Fine-tune Large Language Models with CoreWeave Cloud
Use Argo Workflows to orchestrate the fine-tuning
Introduction
This guide demonstrates how to fine-tune a Large Language Model (LLM) using a custom dataset with CoreWeave Cloud. It serves as a practical example of a starter project but is not intended to be a comprehensive production application in its current form.
Fine-tuning an LLM can be costly; however, this guide illustrates how to utilize CoreWeave's architecture with Argo Workflows to automatically scale down to zero active pods after completing the fine-tuning process. This releases the billable computation resources, making this a cost-effective system.
Features
The scenario in this guide fine-tunes the EleutherAI Pythia model on a single GPU, and can be extended with several advanced features:
- Scalable configuration: Run up to 8 GPUs on the same node, and adjust the RAM and number of CPUs.

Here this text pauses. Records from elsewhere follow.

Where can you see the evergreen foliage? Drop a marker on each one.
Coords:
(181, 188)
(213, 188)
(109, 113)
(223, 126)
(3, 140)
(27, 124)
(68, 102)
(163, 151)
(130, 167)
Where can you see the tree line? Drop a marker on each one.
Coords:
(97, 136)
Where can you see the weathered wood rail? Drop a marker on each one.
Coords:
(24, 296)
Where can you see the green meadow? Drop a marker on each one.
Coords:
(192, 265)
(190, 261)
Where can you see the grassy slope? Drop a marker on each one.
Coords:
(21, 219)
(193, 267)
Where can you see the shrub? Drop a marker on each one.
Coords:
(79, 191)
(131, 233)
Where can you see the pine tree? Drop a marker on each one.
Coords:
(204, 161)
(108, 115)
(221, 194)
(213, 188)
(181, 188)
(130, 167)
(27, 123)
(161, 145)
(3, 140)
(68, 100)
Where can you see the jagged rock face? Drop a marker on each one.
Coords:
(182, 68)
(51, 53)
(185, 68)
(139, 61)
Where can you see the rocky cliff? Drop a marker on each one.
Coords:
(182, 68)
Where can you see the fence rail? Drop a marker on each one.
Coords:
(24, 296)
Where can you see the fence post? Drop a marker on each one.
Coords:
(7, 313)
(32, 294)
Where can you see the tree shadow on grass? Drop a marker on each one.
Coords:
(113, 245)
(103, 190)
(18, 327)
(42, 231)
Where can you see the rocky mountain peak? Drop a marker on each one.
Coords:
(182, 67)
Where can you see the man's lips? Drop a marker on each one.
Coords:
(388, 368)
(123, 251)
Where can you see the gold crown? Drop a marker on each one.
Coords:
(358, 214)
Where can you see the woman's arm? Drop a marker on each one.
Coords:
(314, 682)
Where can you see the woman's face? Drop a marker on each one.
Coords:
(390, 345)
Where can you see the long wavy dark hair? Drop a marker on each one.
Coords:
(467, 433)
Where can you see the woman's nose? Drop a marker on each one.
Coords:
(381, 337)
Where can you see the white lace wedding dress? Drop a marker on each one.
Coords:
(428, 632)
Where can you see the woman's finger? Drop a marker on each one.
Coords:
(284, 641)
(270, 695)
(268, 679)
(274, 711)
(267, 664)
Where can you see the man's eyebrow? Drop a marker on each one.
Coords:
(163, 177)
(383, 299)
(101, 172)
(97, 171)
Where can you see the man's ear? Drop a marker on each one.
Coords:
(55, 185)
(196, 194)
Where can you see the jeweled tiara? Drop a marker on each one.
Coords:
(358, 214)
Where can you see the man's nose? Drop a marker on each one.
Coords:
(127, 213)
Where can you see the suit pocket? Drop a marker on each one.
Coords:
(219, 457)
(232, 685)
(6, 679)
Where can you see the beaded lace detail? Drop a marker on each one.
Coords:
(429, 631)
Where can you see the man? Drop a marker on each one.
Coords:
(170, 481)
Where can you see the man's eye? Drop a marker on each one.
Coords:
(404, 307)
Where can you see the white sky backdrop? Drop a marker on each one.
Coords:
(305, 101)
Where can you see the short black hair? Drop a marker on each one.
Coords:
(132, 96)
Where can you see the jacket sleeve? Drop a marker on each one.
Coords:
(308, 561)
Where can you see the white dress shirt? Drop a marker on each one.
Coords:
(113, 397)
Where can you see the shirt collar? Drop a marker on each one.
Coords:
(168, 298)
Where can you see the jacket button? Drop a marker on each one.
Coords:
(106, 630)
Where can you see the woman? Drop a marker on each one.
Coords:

- Model variety: This fine-tuner can automatically downloads model from Hugging Face, or use an uploaded model.
- Prompt testing: Characterize the model during fine-tuning by periodically running a prompt file against it and logging the results.
The fine-tuner uses PyTorch 2.0, CUDA 11.8, and the latest version of DeepSpeed. It also supports CUDA 12.0-based images.
Hardware configuration
The default configuration uses 8 vCPUs, 128GB RAM, and a single NVIDIA A40 or A6000 with 48GB VRAM. This cost-effective and optimized configuration costs about $2.00 per hour with CoreWeave's resource-based pricing and is best suited for models with 155 million to 6 billion parameters.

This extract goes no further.